Cleanly modifying animatedgifs to draw each frame?

Hi @Louis
I have a 64x96 display, so I’d like to scroll some 64x64 animated gifs while I’m animating them.
Sadly the library is being too smart and efficient and only redraws the pixels that need to be, making things not work if I change the drawing offset between frames.

From reading the code, it looked like this would work:

int GifDecoder<maxGifWidth, maxGifHeight, lzwMaxBits>::decodeFrame(bool kf) {
    if (kf) {
        keyFrame = true;
        prevDisposalMethod = DISPOSAL_NONE;
        transparentColorIndex = NO_TRANSPARENT_INDEX;

That said, this did not work like I was hoping it would.
Any idea if what I’m trying to do is easily possible, or not so much?

Not sure about your changes. I suggest manually copying/moving the pixels when you change the offset. Use the backbuffer feature, see FastLED_Functions example

I might not understand your question fully, late here. Sorry I’m out of time

(first, yeah, using my new shirt tonight, but it’s really a prototype where not everything works. I already made my peace with animated gifs not working while being scrolled).

Thanks. You did understand my question. You are correct that I can copy the pixels from my buffer to the backbuffer and add an offset then, but that’s more complicated code-wise and gets even worse if I want to do a move in the X axis vs Y axis (scrolling an animated gif that is 48 pixels across in a 64 pixel area).
Right now I simply modified the drawPixel function to offset the drawing, which works great with very little code.

So, back to the issue: I’m not sure how much of the animatedgifs decoding code you wrote, but yeah, it would be a lot easier for me if I can simply tell that code to render the entire frame and do a clear before each frame is rendered.
That’s what I do now, but indeed it doesn’t work well unless I can force each frame to be fully rendered, and right now it only draws the pixels that changed on most gifs as opposed to drawing all the pixels of each frame.

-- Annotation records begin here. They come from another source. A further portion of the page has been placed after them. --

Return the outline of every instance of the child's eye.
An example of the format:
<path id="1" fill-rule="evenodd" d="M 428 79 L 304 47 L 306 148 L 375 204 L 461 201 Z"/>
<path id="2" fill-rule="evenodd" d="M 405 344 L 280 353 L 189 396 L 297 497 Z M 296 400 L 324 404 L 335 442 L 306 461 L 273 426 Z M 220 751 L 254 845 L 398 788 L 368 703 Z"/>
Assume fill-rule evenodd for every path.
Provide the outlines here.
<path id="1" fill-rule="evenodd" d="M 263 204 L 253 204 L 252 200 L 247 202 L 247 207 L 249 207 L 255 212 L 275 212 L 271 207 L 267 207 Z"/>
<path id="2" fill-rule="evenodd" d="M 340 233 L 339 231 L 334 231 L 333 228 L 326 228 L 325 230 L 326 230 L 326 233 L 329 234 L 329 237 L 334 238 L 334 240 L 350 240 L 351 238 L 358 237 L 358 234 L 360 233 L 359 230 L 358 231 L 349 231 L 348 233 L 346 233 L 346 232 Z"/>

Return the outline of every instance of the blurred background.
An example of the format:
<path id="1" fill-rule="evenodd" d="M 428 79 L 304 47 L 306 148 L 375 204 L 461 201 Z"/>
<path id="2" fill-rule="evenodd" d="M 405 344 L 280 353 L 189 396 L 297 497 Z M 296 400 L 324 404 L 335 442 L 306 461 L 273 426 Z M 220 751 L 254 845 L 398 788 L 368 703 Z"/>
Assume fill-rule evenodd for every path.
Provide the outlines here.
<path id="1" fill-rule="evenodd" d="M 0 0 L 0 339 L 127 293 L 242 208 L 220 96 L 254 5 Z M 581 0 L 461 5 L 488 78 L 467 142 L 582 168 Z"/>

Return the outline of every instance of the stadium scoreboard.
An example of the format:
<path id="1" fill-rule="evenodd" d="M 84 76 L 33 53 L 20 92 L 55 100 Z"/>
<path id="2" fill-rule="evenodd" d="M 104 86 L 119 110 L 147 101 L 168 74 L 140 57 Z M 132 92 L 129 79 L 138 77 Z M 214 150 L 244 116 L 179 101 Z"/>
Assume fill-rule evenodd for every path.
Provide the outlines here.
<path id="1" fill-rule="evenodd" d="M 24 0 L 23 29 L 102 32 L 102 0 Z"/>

The animated gifs didn’t work so well yet, but I had enough demo code I was able to work with to get some nice shots.
A few details here New SmartMatrix::GFX based shirt

Barely any.

From skimming through the code just now and what I recall of how Animated GIFs work, I don’t think it’s possible for the decoder to redraw an entire frame. This buffer stores pixel data, but it’s stored with an indexed color palette, not RGB, and that palette can change mid-GIF.

uint8_t imageData[maxGifWidth * maxGifHeight];

I’d suggest modifying the drawPixelCallback() function to draw to another rgb24 buffer, and you can then move that buffers position around on the screen. If you really want to get fancy, you could modify the SmartMatrix Library to allow a Layer object to accept an x,y offset, so when the refresh code calls the Layer’s fillRefreshRow() method, it can apply the offset.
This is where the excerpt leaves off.